La femme du Ve (The Woman in the Fifth) - Douglas Kennedy - 2007

bibliotheca la femme du Ve

Il y a peu de temps encore, Harry Ricks était professeur d'art cinématographique dans une université de l'Ohio. mais jeté hors de chez lui par sa femme et renvoyé de son poste académique, Harry décide de tout quitter pour aller vivre à Paris. Il n'a en effet plus rien à perdre. Ainsi débarque-t-il à Paris avec quelques maigres économies et son PC portable en vue de rédiger un roman. D'abord il s'installe dans un hôtel parisien miteux où il se fait dépouiller par un gérant peu scrupuleux. Il doit alors trouver refuge dans une sordide chambre de bonne avec WC sur palier. Et c'est un autre Paris qu'Harry découvre petit à petit, un Paris sombre loin des clichés si répandus aux Etats-Unis, le Paris des marchands de sommeil, des clandestins et des combines louches. Alors qu’il croit avoir touché le fond, une femme va venir bousculer sa vie. Elle s’appelle Margit et habite dans le Ve arrondissement. Sensuelle et énigmatique, elle donne rendez-vous à Harry seulement deux fois par semaines de 17h à 20h, pas une minute de plus. Harry est fasciné, envoûté par le charme de cette mystérieuse inconnue et accepte …

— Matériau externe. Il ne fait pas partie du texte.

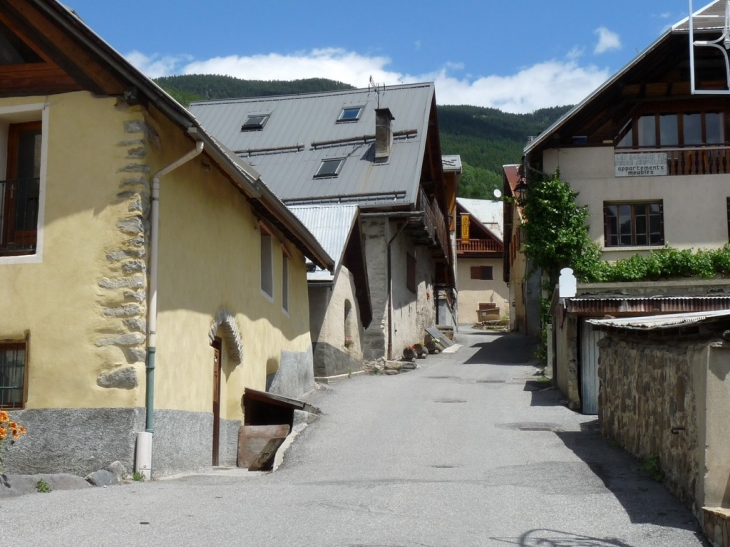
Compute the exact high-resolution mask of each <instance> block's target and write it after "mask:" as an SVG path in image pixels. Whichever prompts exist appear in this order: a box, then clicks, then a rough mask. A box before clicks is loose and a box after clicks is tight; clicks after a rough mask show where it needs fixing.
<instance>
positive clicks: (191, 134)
mask: <svg viewBox="0 0 730 547" xmlns="http://www.w3.org/2000/svg"><path fill="white" fill-rule="evenodd" d="M30 2H31V3H32V4H33V6H34V7H35V8H37V9H38V10H40V12H41V13H42V14H44V16H45V17H47V18H49V19H50V20H51V21H53V22H55V24H58V25H59V28H61V29H63V32H65V33H67V34H68V35H69V36H71V37H72V38H73V39H74V40H76V41H78V43H79V44H80V45H81V46H82V47H83V48H84V49H85V50H86V51H87V52H88V53H89V54H90V55H94V56H96V57H98V59H100V60H101V61H102V62H103V63H104V64H105V66H108V67H109V68H110V69H111V70H112V71H113V74H114V77H115V78H117V79H119V80H120V81H124V82H126V85H128V89H136V90H137V91H138V92H139V93H140V94H142V95H144V96H146V97H147V99H148V100H149V103H150V104H153V105H154V106H155V107H157V108H158V109H159V110H160V111H161V112H162V113H163V114H164V115H165V116H166V117H167V118H168V119H170V120H171V121H172V122H173V123H174V124H176V125H177V126H178V127H179V128H181V129H183V130H184V131H186V132H187V134H188V136H189V137H190V138H191V142H196V141H197V142H203V143H204V145H205V146H204V151H203V153H204V154H206V155H208V156H209V157H211V158H212V159H213V160H214V161H215V163H216V164H217V165H219V166H220V168H221V170H222V171H223V172H224V173H226V174H227V175H228V176H229V177H230V179H231V181H232V183H233V184H234V185H235V186H236V187H237V188H239V189H240V190H241V191H243V192H244V193H245V195H246V196H247V198H248V200H249V202H250V203H251V204H252V206H253V207H254V209H255V210H256V211H257V213H258V214H260V215H261V216H262V217H264V218H266V219H267V220H269V221H270V222H271V223H272V224H274V225H276V226H277V228H279V229H281V230H282V231H283V232H284V234H285V235H286V237H287V238H289V239H291V241H292V242H293V243H294V244H295V245H296V246H297V248H299V249H300V250H301V251H302V253H303V254H304V255H305V256H307V257H309V258H310V259H312V260H313V261H314V262H316V263H318V264H319V265H321V266H324V267H330V266H331V265H332V259H331V258H330V257H329V256H328V255H327V253H325V252H324V250H323V249H322V248H321V247H320V245H319V243H318V242H317V241H316V239H315V238H314V237H313V236H312V234H310V233H309V231H308V230H306V229H305V228H304V226H303V225H302V224H301V222H300V221H299V220H298V219H297V218H296V217H295V216H294V215H293V214H292V213H291V211H289V210H288V209H287V208H286V206H285V205H284V204H283V203H282V202H281V200H280V199H279V198H278V197H277V196H275V195H274V194H273V193H272V192H271V190H270V188H268V187H267V186H266V184H264V183H263V181H262V180H261V178H260V176H259V174H258V172H257V171H256V170H255V169H252V168H251V167H250V166H249V165H247V164H246V162H244V161H242V160H241V159H240V158H238V157H236V156H235V155H234V154H232V153H231V152H230V151H229V150H227V149H226V147H225V146H223V145H222V144H221V142H220V141H219V140H217V139H215V138H213V137H212V136H211V135H210V134H209V133H208V132H206V131H205V129H203V128H202V127H201V126H200V124H199V123H198V121H197V120H196V119H195V117H194V116H193V115H192V114H191V113H190V112H189V111H188V110H187V109H185V108H184V107H183V106H182V105H181V104H180V103H178V102H177V101H176V100H175V99H174V98H172V97H171V96H170V95H169V94H168V93H167V92H165V91H164V90H163V89H162V88H161V87H159V86H158V85H157V84H156V83H155V82H153V81H152V80H151V79H150V78H148V77H147V76H145V75H144V74H142V72H140V71H139V70H138V69H137V68H135V67H134V66H133V65H132V64H131V63H130V62H129V61H127V60H126V59H125V58H124V57H123V56H122V55H121V54H120V53H118V52H117V51H116V50H115V49H114V48H112V47H111V46H110V45H109V44H107V43H106V42H105V41H104V40H103V39H102V38H101V37H100V36H99V35H97V34H96V33H95V32H94V31H93V30H92V29H91V28H90V27H89V26H87V25H86V23H85V22H84V21H83V20H82V19H81V18H80V17H79V16H78V15H77V14H76V12H74V11H73V10H71V9H69V8H67V7H66V6H64V5H63V4H61V3H60V2H57V1H55V0H30Z"/></svg>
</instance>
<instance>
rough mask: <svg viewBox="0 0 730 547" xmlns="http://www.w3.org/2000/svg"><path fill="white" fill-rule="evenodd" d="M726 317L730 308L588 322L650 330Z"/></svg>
mask: <svg viewBox="0 0 730 547" xmlns="http://www.w3.org/2000/svg"><path fill="white" fill-rule="evenodd" d="M726 317H730V310H718V311H706V312H694V313H675V314H669V315H652V316H648V317H625V318H622V319H589V320H588V322H589V323H591V324H593V325H596V326H600V327H614V328H622V329H628V330H639V331H648V330H660V329H669V328H678V327H683V326H686V325H691V324H700V323H706V322H711V321H712V320H716V319H722V318H726Z"/></svg>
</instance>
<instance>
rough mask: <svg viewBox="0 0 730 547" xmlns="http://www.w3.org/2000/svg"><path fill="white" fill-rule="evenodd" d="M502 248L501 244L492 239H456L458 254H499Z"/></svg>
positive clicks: (501, 244) (474, 254) (460, 254)
mask: <svg viewBox="0 0 730 547" xmlns="http://www.w3.org/2000/svg"><path fill="white" fill-rule="evenodd" d="M503 250H504V248H503V246H502V244H501V243H500V242H499V241H495V240H494V239H470V240H469V241H466V242H464V241H463V240H461V239H458V240H456V252H457V254H459V255H486V254H494V253H497V254H500V253H502V251H503Z"/></svg>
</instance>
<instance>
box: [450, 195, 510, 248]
mask: <svg viewBox="0 0 730 547" xmlns="http://www.w3.org/2000/svg"><path fill="white" fill-rule="evenodd" d="M456 201H457V202H458V203H459V204H460V205H461V206H462V207H463V208H464V209H466V210H467V211H469V212H470V213H471V214H472V215H474V217H475V218H476V219H477V220H478V221H479V222H481V223H482V224H484V225H485V226H486V227H487V228H488V229H489V231H490V232H492V233H493V234H494V235H495V236H497V237H498V238H499V240H500V241H503V240H504V235H503V233H502V232H503V227H502V218H503V217H504V204H503V203H502V202H501V201H492V200H488V199H469V198H456Z"/></svg>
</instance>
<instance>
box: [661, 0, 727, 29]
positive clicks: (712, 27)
mask: <svg viewBox="0 0 730 547" xmlns="http://www.w3.org/2000/svg"><path fill="white" fill-rule="evenodd" d="M692 26H693V27H694V29H693V30H695V31H698V30H700V31H701V30H716V29H721V28H723V27H724V26H725V2H724V1H722V0H715V1H714V2H711V3H709V4H707V5H706V6H704V7H702V8H700V9H698V10H696V11H695V13H694V14H693V17H692ZM672 30H678V31H686V32H689V17H685V18H684V19H682V20H681V21H680V22H679V23H676V24H675V25H673V26H672Z"/></svg>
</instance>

Dans La femme du Ve l'écrivain américain Douglas Kennedy invite le lecteur à une visite de Paris un peu particulière. En effet loin des clichés l'auteur nous montre un Paris glauque et sordide dans laquelle se promène son personnage totalement vide d'ambition. Et dans cet univers parisien se mêle autour d'Harry Ricks à la fois le fantastique et le réel autour d'une grande galerie de personnages les uns plus étranges et inquiétants que les autres. Kennedy installe son histoire avec lenteur consacrant les deux premiers tiers du roman qu'à des descriptions de la vie parisienne, tout en montant petit à petit son intrigue autour d'Harry Ricks tombant dans une spirale faite d'amour de sexe et de vengeance. Certaines questions existentielles viennent relever de temps en temps tout ce descriptif. Mais il n'empêche que tout cela est bien long. Vers la fin le tout se met enfin à bouger plus sérieusement, et mieux vaut tard que jamais, pour finalement tout de même se rendre compte que le tout se base avant tout sur l'ambiance de ce Paris sombre et que peu sur autre chose.

La femme du Ve
est un roman certes intéressant mais contenant certaines longueurs.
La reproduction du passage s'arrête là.